A good-paying job today but an anxiety about a job cut tomorrow does not inspire confidence. Good thing that the job market has consistently been improving. No surprise then that more Americans are expressing a greater confidence about the U.S. economy. Confidence is particularly important for a major purchase like buying a home or a car since it is a longer term commitment and longer term financial obligation.
In June the consumer confidence index rose to 101.4 from 94 readings in the two prior months. The above 100 reading signifies a majority of Americans expressing positive views. This is only the 3rd month where the reading topped above 100 since early 2007. More jobs are helping of course. In addition a very high stock market valuation is no doubt contributing to the gains as well. But the rising home values may be having an even a bigger impact. About a half of American households have some amount invested in the stock market. However, only about a 10 percent of families are said to have a “meaningful” investment in the stock market of $100,000 or more. Therefore the rise in the stock market only helps the top few.
By contrast, 74 million households are homeowners while 42 million are renters.

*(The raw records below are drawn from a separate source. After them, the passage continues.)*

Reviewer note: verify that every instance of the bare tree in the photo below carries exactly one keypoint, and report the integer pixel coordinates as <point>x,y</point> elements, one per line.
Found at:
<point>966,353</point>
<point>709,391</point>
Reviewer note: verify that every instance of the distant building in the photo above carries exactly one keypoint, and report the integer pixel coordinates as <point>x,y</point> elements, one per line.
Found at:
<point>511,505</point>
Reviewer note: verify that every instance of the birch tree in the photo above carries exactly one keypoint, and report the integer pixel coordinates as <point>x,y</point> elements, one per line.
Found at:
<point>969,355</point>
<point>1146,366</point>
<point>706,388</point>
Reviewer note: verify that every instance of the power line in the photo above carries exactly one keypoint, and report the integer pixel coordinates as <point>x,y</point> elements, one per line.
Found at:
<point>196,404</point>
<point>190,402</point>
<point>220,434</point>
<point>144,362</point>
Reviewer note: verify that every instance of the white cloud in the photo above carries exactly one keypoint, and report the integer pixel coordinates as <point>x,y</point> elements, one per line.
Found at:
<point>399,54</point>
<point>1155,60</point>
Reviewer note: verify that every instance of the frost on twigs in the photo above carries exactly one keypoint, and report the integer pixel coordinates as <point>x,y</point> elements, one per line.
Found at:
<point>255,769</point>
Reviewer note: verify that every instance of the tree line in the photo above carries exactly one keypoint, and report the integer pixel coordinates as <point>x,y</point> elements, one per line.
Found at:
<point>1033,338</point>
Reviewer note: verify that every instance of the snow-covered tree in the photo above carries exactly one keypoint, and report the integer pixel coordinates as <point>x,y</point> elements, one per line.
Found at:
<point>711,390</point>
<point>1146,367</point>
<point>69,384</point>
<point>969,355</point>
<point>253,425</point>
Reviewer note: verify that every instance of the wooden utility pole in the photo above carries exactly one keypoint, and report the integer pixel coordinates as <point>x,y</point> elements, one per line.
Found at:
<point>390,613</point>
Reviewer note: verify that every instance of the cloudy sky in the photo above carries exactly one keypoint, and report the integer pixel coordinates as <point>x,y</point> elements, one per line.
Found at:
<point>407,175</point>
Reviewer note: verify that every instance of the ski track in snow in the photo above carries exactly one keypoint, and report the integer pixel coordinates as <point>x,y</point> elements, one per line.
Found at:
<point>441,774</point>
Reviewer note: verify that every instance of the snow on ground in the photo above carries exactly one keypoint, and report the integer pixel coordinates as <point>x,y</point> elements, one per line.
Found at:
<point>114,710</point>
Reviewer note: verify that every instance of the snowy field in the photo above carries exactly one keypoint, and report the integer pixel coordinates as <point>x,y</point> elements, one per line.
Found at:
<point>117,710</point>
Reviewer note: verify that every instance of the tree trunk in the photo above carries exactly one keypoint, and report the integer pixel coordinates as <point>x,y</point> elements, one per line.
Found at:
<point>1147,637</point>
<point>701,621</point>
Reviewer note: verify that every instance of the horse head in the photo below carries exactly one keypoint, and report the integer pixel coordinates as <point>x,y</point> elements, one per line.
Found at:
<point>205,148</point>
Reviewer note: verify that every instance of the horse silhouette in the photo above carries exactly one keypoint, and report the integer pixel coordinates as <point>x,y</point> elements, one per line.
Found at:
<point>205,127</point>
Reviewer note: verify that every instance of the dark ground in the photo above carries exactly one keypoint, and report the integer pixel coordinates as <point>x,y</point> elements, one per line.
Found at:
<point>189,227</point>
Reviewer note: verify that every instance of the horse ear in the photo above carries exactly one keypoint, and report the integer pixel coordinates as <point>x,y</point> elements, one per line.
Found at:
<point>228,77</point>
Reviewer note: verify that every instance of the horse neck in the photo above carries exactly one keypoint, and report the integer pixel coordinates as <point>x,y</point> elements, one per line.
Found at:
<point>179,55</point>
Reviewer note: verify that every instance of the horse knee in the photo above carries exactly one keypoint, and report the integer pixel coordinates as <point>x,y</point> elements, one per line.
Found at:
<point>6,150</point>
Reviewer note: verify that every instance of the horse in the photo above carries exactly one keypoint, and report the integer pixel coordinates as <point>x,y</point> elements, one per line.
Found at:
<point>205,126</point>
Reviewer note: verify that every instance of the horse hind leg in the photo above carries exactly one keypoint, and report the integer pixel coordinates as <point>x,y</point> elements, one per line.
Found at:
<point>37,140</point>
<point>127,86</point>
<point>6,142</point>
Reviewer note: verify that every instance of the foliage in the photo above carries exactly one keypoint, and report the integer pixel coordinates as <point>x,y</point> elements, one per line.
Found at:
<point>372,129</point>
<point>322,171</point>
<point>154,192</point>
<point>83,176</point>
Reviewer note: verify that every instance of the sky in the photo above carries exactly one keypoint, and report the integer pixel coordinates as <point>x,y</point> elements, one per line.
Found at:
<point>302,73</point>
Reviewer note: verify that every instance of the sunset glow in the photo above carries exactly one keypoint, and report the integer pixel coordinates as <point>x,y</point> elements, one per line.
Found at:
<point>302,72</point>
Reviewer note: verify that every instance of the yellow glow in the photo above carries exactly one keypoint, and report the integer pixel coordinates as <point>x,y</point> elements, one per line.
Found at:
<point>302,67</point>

And home values have risen by 27 percent over the past 3 years, equating to about $48,000 in housing equity for a typical homeowner over this period. A solid gain for a solid majority of Americans.
Confidence has already helped auto sales back to normal. Home sales are rising but still underperforming. That means there is plenty of a stored-up demand that is looking to come out and, hence, a greater potential for home sales growth in the near future.